The complaint comes about one month after Lavigne publicly accused a school counselor of providing her child with a chest binder – an item similar to a sports bra or undershirt used to flatten breasts. Lavigne made the accusation in an emotional statement to the school board and said she felt like she had been wrongly shut out of an important decision in her child’s life. Lavigne has since removed her child from the school district.

Following Lavigne’s statement, an anonymous email threatened violence against the counselor, school, and district staff and leadership, shutting down a district school for two days in recent months.

Lavigne did not respond to a request for comment on Monday and previously declined to be interviewed by the Press Herald about the statement she made to the school board. Johnston previously said the school district cannot provide information regarding confidential communications between a student and a social worker.

The threat of a lawsuit comes as schools across the state and the nation are being caught in conflicts over gender and sexuality. Experts say there are no clear legal guidelines about what a school district’s employees should do if a child identifies as a different gender in school and their parents are not aware.

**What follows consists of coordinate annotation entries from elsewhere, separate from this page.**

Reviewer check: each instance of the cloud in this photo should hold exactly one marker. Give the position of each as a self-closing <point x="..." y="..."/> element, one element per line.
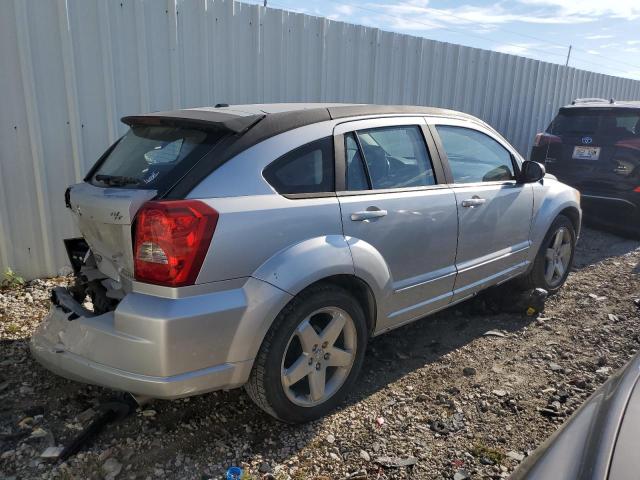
<point x="627" y="9"/>
<point x="417" y="15"/>
<point x="515" y="49"/>
<point x="598" y="37"/>
<point x="345" y="9"/>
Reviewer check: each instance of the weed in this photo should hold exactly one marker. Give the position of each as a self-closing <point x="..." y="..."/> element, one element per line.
<point x="11" y="279"/>
<point x="482" y="451"/>
<point x="12" y="329"/>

The courts have weighed the rights of parents and children on a variety of issues from religion in schools to labor laws, ruling both that parents have a constitutional right to raise their children and be in charge of their education, and that children have constitutional rights as individuals. However, neither of those rights is absolute so it is not legally clear where the rights of parents end and children begin and vice-versa.

Policies directing how employees should respond if a student changes their gender identity at school and their parents don’t know vary significantly in public schools around the state and the country.


Some experts and students say it’s important for transgender or nonbinary students to feel safe at school and not fear being “outed” to their parents before they are ready. Others argue gender and sexuality are issues for families to handle and schools should defer to the rights of parents.

A Portland Public School District policy says that the district will let a student decide if and how they want to share their gender identity with parents and guardians.

But when board members in the Oxford Hills School District tried to pass a policy that would direct school employees to use a student’s chosen gender identity and only share gender identity information with a student’s parent with student approval, community members organized a recall election and two board members lost their posts.

Goldwater has taken legal action on a number of similar issues regarding parents rights, a catchall term for the decisions parents get to make about their children’s lives, and other issues including school choice, private property rights and free speech.